Si la “règle du donneur mort” doit faire du don d’organes un réflexe de la forme (je suis généreux = je donne ; je ne suis pas généreux = je ne donne pas), en passant sous silence la toute fin de vie du donneur d’organes, si, donc, cette « règle du donneur mort » doit entraîner un déni de mort – « la mort cette expérience impossible que nous ne vivons, de manière douloureuse ou apaisée, qu’au travers de celle de nos proches » - , alors, le film « Soleil Vert » pourra dénoncer la « barbarie civilisée » d’une société qui cherche à industrialiser le don d’organes, au mépris de la toute fin de vie que la décision du don d’organes implique, et du travail de deuil que les proches impliqués dans la décision devront accomplir. Si « la règle du donneur mort » ne sert qu’à glorifier (donc nier) la mort dans le contexte d’un don d’organes, alors cette règle est contre-productive car elle ne fait qu’engendrer une « barbarie civilisée », qu’avec les mots de la sociologue américaine Renée Fox, on pourrait définir ainsi :
« (…) dérive d’un pouvoir médical excessif et des efforts faits par la société pour perpétuer sans fin la vie et réparer, reconstruire l’homme par le remplacement d’organe. Nous voulons nous séparer des souffrances humaines, du mal social, culturel, spirituel qu’engendrent ces excès sans limites ». (Renée Fox, « Spare Parts », « Pièces détachées », Oxford University Press, 1992)
Les greffes sont certes rentables, mais elles passent par la mort. Derrière toute greffe, il y a une fin de vie.
Je pense que la « règle du donneur mort » pourrait, dans des situations économiques tendues ou en des périodes où domine le souci de rentabilité, mettre en cause l’humain dans ce qu’il a de plus intime et de plus précieux : sa vulnérabilité.

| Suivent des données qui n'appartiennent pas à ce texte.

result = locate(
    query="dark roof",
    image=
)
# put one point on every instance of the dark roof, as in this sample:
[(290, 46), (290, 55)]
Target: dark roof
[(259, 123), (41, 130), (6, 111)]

J’ai souhaité inscrire cette réflexion sur la « règle du donneur mort » dans les mots de M. Jean Leonetti, concernant la loi sur les droits des malades en fin de vie. Il ne peut s’agir là que d’une ébauche de réflexion, d’un encouragement à intégrer la question du don d’organes dans une réflexion sur la fin de vie …
Commentaire du Professeur Emmanuel Hirsch, directeur de l’Espace Ethique de l’Assistance Publique des Hôpitaux de Paris :
Merci de m’avoir adressé cette intéressante réflexion.